In a known atomizing system, water is introduced directly into the intake area of the fan, which is typically provided in the form of a fan with radial blades of the two-way type, designed to be operated in both directions of rotation in the execution of specified cooking cycles.
The aforesaid system provides for the supply of a flow of water at a predetermined rate to a position near the intake area of the fan, in such a way that, owing to the speed of the air and/or of the steam drawn in by the fan, this flow of water entering the intake area is distributed fairly uniformly over the inner surfaces of the blades, which, rotating at high speed (typically 1000 to 3000 revolutions per minute with a power supply frequency of 50 Hz), are able to atomize the flow.

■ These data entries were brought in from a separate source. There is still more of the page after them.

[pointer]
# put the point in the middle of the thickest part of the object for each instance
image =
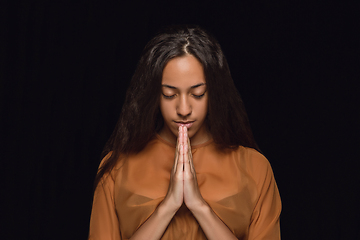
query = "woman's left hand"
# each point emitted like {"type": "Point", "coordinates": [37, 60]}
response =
{"type": "Point", "coordinates": [192, 196]}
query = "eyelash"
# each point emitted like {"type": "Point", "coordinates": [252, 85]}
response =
{"type": "Point", "coordinates": [195, 96]}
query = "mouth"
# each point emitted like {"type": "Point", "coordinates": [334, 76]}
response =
{"type": "Point", "coordinates": [186, 124]}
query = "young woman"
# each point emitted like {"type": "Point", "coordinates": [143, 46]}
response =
{"type": "Point", "coordinates": [182, 162]}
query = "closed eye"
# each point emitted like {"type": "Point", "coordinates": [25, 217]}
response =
{"type": "Point", "coordinates": [198, 96]}
{"type": "Point", "coordinates": [169, 97]}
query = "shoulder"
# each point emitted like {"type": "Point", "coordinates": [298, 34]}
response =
{"type": "Point", "coordinates": [255, 164]}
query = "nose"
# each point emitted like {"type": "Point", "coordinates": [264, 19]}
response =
{"type": "Point", "coordinates": [184, 108]}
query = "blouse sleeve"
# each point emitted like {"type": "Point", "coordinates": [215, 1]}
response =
{"type": "Point", "coordinates": [104, 223]}
{"type": "Point", "coordinates": [265, 220]}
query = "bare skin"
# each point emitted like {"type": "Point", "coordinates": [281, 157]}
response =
{"type": "Point", "coordinates": [183, 188]}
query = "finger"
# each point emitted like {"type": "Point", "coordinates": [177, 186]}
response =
{"type": "Point", "coordinates": [177, 156]}
{"type": "Point", "coordinates": [177, 151]}
{"type": "Point", "coordinates": [190, 158]}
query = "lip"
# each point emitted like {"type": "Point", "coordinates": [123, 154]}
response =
{"type": "Point", "coordinates": [186, 124]}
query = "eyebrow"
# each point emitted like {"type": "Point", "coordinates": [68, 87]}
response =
{"type": "Point", "coordinates": [195, 86]}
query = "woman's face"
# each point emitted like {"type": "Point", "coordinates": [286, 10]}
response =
{"type": "Point", "coordinates": [184, 99]}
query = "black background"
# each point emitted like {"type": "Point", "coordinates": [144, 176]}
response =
{"type": "Point", "coordinates": [65, 66]}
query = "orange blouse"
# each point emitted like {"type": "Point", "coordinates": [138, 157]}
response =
{"type": "Point", "coordinates": [238, 185]}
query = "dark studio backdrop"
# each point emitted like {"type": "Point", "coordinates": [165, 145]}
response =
{"type": "Point", "coordinates": [65, 66]}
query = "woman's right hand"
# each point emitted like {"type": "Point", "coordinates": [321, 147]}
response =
{"type": "Point", "coordinates": [175, 195]}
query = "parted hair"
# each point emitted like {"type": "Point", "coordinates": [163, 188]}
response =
{"type": "Point", "coordinates": [140, 118]}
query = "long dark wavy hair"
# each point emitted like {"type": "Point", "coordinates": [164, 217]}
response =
{"type": "Point", "coordinates": [141, 118]}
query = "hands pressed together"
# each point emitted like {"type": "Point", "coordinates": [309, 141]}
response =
{"type": "Point", "coordinates": [183, 187]}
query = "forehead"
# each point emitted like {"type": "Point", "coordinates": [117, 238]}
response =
{"type": "Point", "coordinates": [183, 72]}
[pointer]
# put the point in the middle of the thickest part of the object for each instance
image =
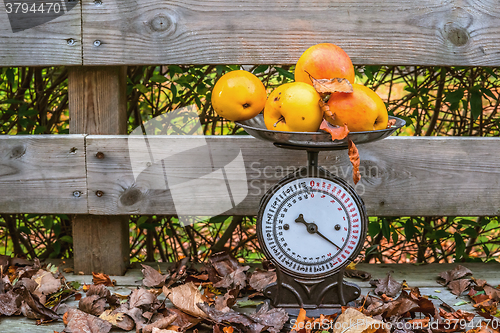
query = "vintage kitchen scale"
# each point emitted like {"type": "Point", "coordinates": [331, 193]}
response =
{"type": "Point", "coordinates": [311, 224]}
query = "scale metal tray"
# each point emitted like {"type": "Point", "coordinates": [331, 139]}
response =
{"type": "Point", "coordinates": [313, 140]}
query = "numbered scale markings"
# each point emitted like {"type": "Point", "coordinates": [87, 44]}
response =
{"type": "Point", "coordinates": [312, 225]}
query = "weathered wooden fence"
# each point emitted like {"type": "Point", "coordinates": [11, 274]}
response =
{"type": "Point", "coordinates": [91, 175]}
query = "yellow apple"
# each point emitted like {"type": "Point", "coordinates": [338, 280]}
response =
{"type": "Point", "coordinates": [238, 95]}
{"type": "Point", "coordinates": [293, 107]}
{"type": "Point", "coordinates": [361, 110]}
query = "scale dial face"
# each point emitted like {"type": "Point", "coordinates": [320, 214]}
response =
{"type": "Point", "coordinates": [311, 225]}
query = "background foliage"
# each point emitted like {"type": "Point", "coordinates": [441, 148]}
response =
{"type": "Point", "coordinates": [433, 100]}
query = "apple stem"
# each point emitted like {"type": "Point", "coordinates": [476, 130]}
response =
{"type": "Point", "coordinates": [279, 120]}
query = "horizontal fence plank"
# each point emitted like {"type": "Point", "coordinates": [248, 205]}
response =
{"type": "Point", "coordinates": [401, 176]}
{"type": "Point", "coordinates": [43, 174]}
{"type": "Point", "coordinates": [40, 38]}
{"type": "Point", "coordinates": [400, 32]}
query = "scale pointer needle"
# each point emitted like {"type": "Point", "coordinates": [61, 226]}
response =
{"type": "Point", "coordinates": [312, 228]}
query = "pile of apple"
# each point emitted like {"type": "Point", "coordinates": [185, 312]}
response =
{"type": "Point", "coordinates": [323, 94]}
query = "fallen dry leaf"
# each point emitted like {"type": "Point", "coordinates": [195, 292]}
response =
{"type": "Point", "coordinates": [387, 286]}
{"type": "Point", "coordinates": [223, 263]}
{"type": "Point", "coordinates": [261, 279]}
{"type": "Point", "coordinates": [93, 305]}
{"type": "Point", "coordinates": [9, 303]}
{"type": "Point", "coordinates": [33, 305]}
{"type": "Point", "coordinates": [327, 113]}
{"type": "Point", "coordinates": [493, 293]}
{"type": "Point", "coordinates": [459, 314]}
{"type": "Point", "coordinates": [353, 321]}
{"type": "Point", "coordinates": [354, 158]}
{"type": "Point", "coordinates": [330, 86]}
{"type": "Point", "coordinates": [81, 322]}
{"type": "Point", "coordinates": [356, 273]}
{"type": "Point", "coordinates": [455, 274]}
{"type": "Point", "coordinates": [272, 320]}
{"type": "Point", "coordinates": [337, 132]}
{"type": "Point", "coordinates": [183, 320]}
{"type": "Point", "coordinates": [143, 299]}
{"type": "Point", "coordinates": [152, 278]}
{"type": "Point", "coordinates": [457, 287]}
{"type": "Point", "coordinates": [161, 323]}
{"type": "Point", "coordinates": [159, 330]}
{"type": "Point", "coordinates": [101, 278]}
{"type": "Point", "coordinates": [186, 297]}
{"type": "Point", "coordinates": [46, 282]}
{"type": "Point", "coordinates": [236, 279]}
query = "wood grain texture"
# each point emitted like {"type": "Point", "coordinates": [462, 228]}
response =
{"type": "Point", "coordinates": [401, 32]}
{"type": "Point", "coordinates": [57, 42]}
{"type": "Point", "coordinates": [97, 100]}
{"type": "Point", "coordinates": [97, 105]}
{"type": "Point", "coordinates": [43, 174]}
{"type": "Point", "coordinates": [401, 176]}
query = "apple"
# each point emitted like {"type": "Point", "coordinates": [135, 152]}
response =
{"type": "Point", "coordinates": [238, 95]}
{"type": "Point", "coordinates": [324, 61]}
{"type": "Point", "coordinates": [361, 110]}
{"type": "Point", "coordinates": [293, 107]}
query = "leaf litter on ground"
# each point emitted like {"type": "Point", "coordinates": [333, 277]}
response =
{"type": "Point", "coordinates": [212, 294]}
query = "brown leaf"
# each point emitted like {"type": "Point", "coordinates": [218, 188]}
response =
{"type": "Point", "coordinates": [183, 320]}
{"type": "Point", "coordinates": [162, 323]}
{"type": "Point", "coordinates": [101, 278]}
{"type": "Point", "coordinates": [459, 314]}
{"type": "Point", "coordinates": [9, 303]}
{"type": "Point", "coordinates": [300, 321]}
{"type": "Point", "coordinates": [186, 297]}
{"type": "Point", "coordinates": [337, 132]}
{"type": "Point", "coordinates": [47, 283]}
{"type": "Point", "coordinates": [488, 306]}
{"type": "Point", "coordinates": [457, 287]}
{"type": "Point", "coordinates": [236, 279]}
{"type": "Point", "coordinates": [179, 272]}
{"type": "Point", "coordinates": [93, 305]}
{"type": "Point", "coordinates": [261, 279]}
{"type": "Point", "coordinates": [143, 299]}
{"type": "Point", "coordinates": [272, 320]}
{"type": "Point", "coordinates": [493, 293]}
{"type": "Point", "coordinates": [477, 298]}
{"type": "Point", "coordinates": [81, 322]}
{"type": "Point", "coordinates": [387, 286]}
{"type": "Point", "coordinates": [356, 273]}
{"type": "Point", "coordinates": [354, 321]}
{"type": "Point", "coordinates": [119, 318]}
{"type": "Point", "coordinates": [455, 274]}
{"type": "Point", "coordinates": [391, 123]}
{"type": "Point", "coordinates": [152, 278]}
{"type": "Point", "coordinates": [330, 86]}
{"type": "Point", "coordinates": [103, 292]}
{"type": "Point", "coordinates": [221, 302]}
{"type": "Point", "coordinates": [327, 113]}
{"type": "Point", "coordinates": [34, 305]}
{"type": "Point", "coordinates": [223, 263]}
{"type": "Point", "coordinates": [354, 158]}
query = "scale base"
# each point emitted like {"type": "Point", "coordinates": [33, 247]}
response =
{"type": "Point", "coordinates": [318, 296]}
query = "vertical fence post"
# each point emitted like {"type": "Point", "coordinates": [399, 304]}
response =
{"type": "Point", "coordinates": [97, 105]}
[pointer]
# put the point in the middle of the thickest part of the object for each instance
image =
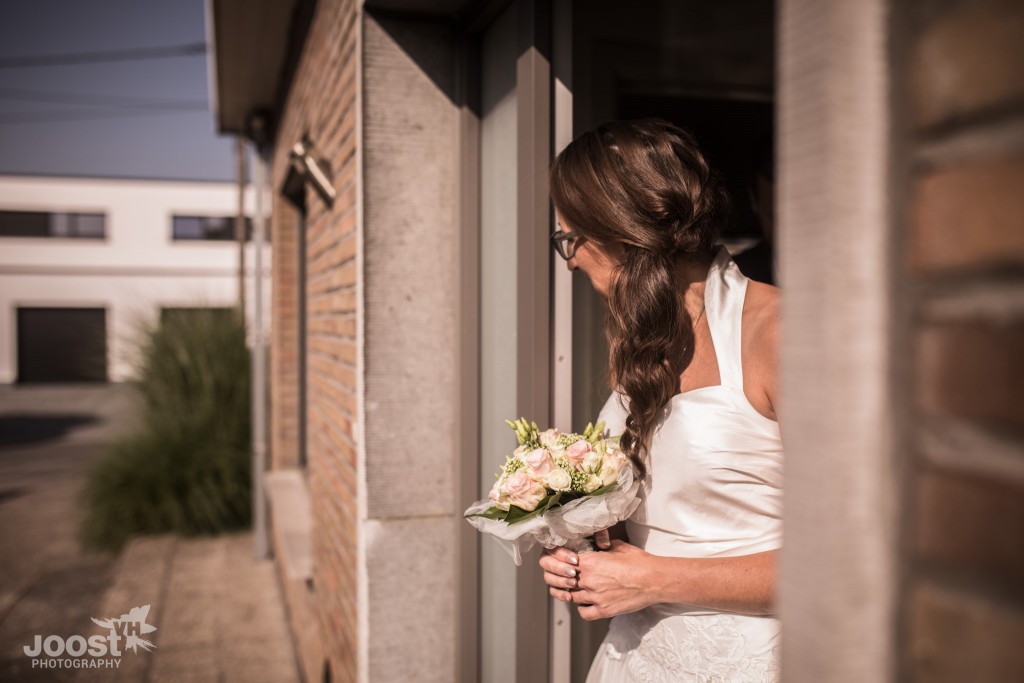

The heating of the cooking chamber facilitates the subsequent evaporation of the atomized flow produced by the impact of the water on the fan blades. In this context, a typical application provides for the use of electrical resistances in the form of heating cables extending in coaxial configurations with the fan so as to cover the length of the blades and promote the exchange of heat with the air which carries the atomized flow of water into the delivery area of the fan, thereby facilitating the generation of steam inside the cooking chamber. Other applications provide for the use of combustion gas/air heat exchangers.
In cooking ovens where a plurality of fans are present, with respective associated heating means, and are typically provided in vertical superimposition on one another, it is necessary to supply water to each fan at substantially the same flow rate, subject to any tolerance on the flow rate values considered to be acceptable, to provide uniform temperature conditions inside the cooking chamber. In known systems, in which each fan is associated with a respective and distinct supply conduit, a tolerance of +/−20% in the flow rate values of each conduit is usually considered acceptable.
In the evaporation process the latent heat of evaporation of the water is very high, and, since the atomized water evaporation process is substantially adiabatic, it causes a substantial reduction in the air temperature when it takes place; if there are non-uniformities in the water flows which are atomized in the fans, there will be outgoing air flows at different temperatures, although these are still considered acceptable within the limits of the aforesaid tolerance. The aforementioned known solution meets this requirement by providing each fan with a respective water supply conduit, separate and distinct from the other conduits, on which flow rate control elements are provided; said elements may comprise calibrated apertures or proportional valves for controlling the flow rate. All of these arrangements are intended to ensure that each fan is struck by the same flow of water, subject to the accepted tolerances, to provide a substantial uniformity of steam generation so as to ensure uniform cooking conditions for the food present in the cooking chamber. Evidently, as the number of fans in the cooking chamber increases (applications using as many as five fans are commonly found in ovens for public catering), the water distribution system to be provided becomes more complicated, both because of the number of components and their overall dimensions, resulting in an increase in the associated costs (partly due to the amount of equipment required), and because of the overall layout of the system, given that each supply conduit, with its corresponding flow rate control elements, must also be connected to a common external supply source.
The fundamental problem of the present invention is that of providing a cooking oven with a device for distributing water for steam production inside the cooking chamber whose structural and functional design is such that the limitations of the aforementioned prior art can be overcome.